Proponuje chłodny prysznic i takąż ocenę. W eliminacjach Mundialu mamy rozegrać osiem spotkań. Jest to więc bieg długodystansowy. Po dwóch meczach nie ma co potępiać w czambuł Biało- Czerwonych: może i zęby bolały, ale jest komplet punktów. Tymczasem Finlandia teoretycznie rywalizująca z nami o baraże - zakładając, że grupę wygra Holandia choć przecież nie jest to oczywiste - straciła punkty u siebie z Litwą ,z która myśmy jednak po bólach porodowych urodzili najskromniejsze z możliwych zwycięstwo.
Nie osądzałbym od czci i wiary ani trenera Michała Probierza ani piłkarzy. Ostateczna ocena kibiców, ekspertów i dziennikarzy nastąpić powinna po zakończonych eliminacjach do Mistrzostw Świata. Za nami dopiero matematycznie ¼ drogi. Żądanie dymisji trenera czy wywalenia z drużyny narodowej takiego czy innego gracza wydają się zdecydowanie przedwczesne. Zwłaszcza, że jak mówi inne stare polskie przysłowie: „ Nie wyprzęga się koni w trakcie przeprawy”. Tym bardziej, ze konie choć może nie były w galopie ani nawet w cwale ,lecz jedynie w kłusie, a może nawet tylko w stępie zapewniły komplet punktów. Wiem, że w stylu lepiej zapomnieć ale jednak futbol to nie jazda figurowa na lodzie i nie przyznaje się punktów za styl i jakość gry, tylko za konkretne strzelone gole.

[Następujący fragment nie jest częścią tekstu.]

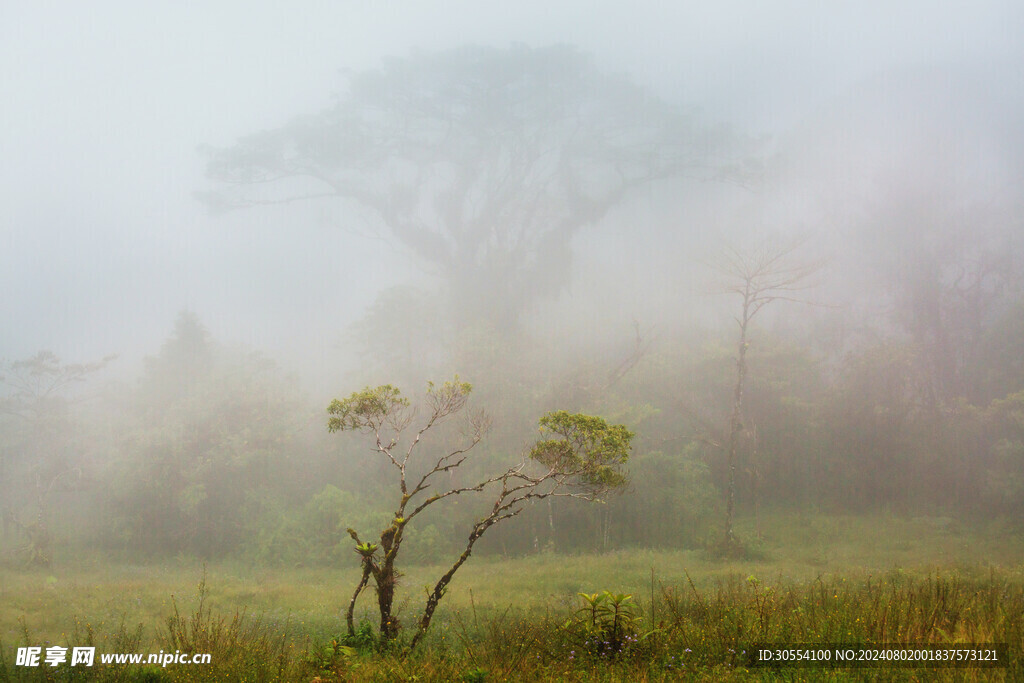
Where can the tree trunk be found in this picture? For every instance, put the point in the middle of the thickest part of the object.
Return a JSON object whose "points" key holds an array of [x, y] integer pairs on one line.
{"points": [[735, 427]]}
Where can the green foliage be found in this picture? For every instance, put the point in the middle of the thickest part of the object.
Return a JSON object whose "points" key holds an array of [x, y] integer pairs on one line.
{"points": [[204, 451], [607, 625], [369, 409], [590, 449]]}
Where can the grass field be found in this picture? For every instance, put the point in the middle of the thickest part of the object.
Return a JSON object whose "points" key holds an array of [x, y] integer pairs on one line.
{"points": [[816, 579]]}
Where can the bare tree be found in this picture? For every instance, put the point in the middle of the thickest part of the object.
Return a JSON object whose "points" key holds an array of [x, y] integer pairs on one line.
{"points": [[759, 275], [583, 460]]}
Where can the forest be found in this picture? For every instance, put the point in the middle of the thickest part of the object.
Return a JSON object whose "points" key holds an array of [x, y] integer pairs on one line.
{"points": [[501, 364]]}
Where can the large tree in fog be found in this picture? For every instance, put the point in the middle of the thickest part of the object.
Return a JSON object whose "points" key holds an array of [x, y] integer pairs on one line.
{"points": [[482, 162]]}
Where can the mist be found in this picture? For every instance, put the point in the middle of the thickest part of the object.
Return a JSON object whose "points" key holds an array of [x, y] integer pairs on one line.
{"points": [[780, 244]]}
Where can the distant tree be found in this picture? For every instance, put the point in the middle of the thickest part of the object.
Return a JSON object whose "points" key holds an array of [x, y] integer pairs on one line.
{"points": [[207, 437], [39, 455], [759, 275], [482, 162], [582, 459]]}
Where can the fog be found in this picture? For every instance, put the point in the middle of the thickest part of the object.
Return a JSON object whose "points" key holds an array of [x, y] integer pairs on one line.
{"points": [[218, 217], [105, 107]]}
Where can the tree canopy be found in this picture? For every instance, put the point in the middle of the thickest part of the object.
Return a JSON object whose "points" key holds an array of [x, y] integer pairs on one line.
{"points": [[481, 162]]}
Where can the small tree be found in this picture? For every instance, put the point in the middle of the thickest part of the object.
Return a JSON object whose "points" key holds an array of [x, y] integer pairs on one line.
{"points": [[582, 458], [759, 275]]}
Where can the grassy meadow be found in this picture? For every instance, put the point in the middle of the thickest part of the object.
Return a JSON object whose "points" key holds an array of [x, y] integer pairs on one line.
{"points": [[808, 580]]}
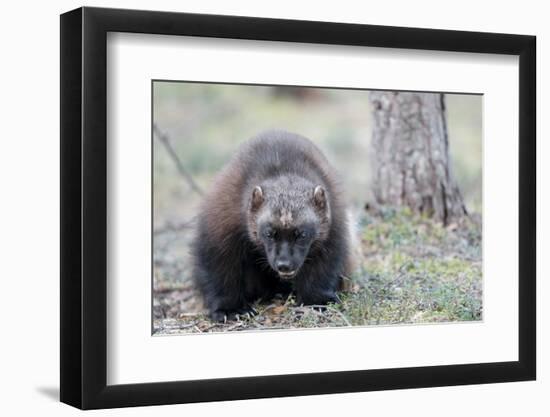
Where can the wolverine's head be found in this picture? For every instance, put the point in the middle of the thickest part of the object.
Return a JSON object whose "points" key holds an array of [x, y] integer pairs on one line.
{"points": [[285, 219]]}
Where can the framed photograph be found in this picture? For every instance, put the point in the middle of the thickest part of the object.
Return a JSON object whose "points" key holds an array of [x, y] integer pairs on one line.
{"points": [[256, 208]]}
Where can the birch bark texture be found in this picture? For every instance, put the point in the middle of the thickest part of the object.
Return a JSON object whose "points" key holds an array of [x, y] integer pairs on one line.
{"points": [[411, 164]]}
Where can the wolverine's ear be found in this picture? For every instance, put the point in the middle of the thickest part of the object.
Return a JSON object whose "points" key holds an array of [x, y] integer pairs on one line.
{"points": [[257, 198], [320, 197]]}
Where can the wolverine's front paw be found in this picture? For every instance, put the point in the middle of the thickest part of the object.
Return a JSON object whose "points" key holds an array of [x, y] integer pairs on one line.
{"points": [[225, 315]]}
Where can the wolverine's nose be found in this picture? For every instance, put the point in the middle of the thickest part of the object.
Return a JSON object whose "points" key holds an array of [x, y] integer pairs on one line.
{"points": [[283, 266]]}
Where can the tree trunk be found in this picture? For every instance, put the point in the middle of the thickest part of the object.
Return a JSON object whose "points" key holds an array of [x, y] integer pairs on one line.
{"points": [[411, 163]]}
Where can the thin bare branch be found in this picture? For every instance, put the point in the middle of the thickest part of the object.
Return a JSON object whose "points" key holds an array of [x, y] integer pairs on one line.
{"points": [[165, 140]]}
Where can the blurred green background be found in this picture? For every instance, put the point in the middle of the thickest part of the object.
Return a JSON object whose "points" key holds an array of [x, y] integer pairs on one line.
{"points": [[207, 122]]}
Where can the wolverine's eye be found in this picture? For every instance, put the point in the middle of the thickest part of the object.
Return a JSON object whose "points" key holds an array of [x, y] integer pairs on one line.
{"points": [[300, 234], [270, 234]]}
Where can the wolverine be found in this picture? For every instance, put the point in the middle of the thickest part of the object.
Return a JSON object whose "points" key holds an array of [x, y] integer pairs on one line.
{"points": [[274, 221]]}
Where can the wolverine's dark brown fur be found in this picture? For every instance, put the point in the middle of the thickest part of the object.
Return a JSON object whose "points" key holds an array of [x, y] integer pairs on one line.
{"points": [[274, 221]]}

Swoją drogą oba mecze pokazały, jak głupie jest inne stare polskie powiedzenie: “ Nie ma ludzi niezastąpionych”. Oczywiście Piotra Zielińskiego zwlaszcza, ale tez Nicole Zalewskiego nie sposób było zastąpić.
Kończąc serię polskich przysłów przydatnych do skomentowania meczów piłkarskiej reprezentacji Polski napiszę,że: "Pierwsze koty za płoty” albo "Pierwsze śliwki robaczywi”. Liczą się zwycięstwa i punkty. Teraz czas na Finlandię i Królestwo Niderlandów, bo tak brzmi od 1 stycznia 2020 roku oficjalna nazwa Holandii. Wszystko przed nami. Początek punktowo dobry,choć co do goli-bardzo skromny.
*Artykuł ukazał się w "Gazecie Olsztyńskiej"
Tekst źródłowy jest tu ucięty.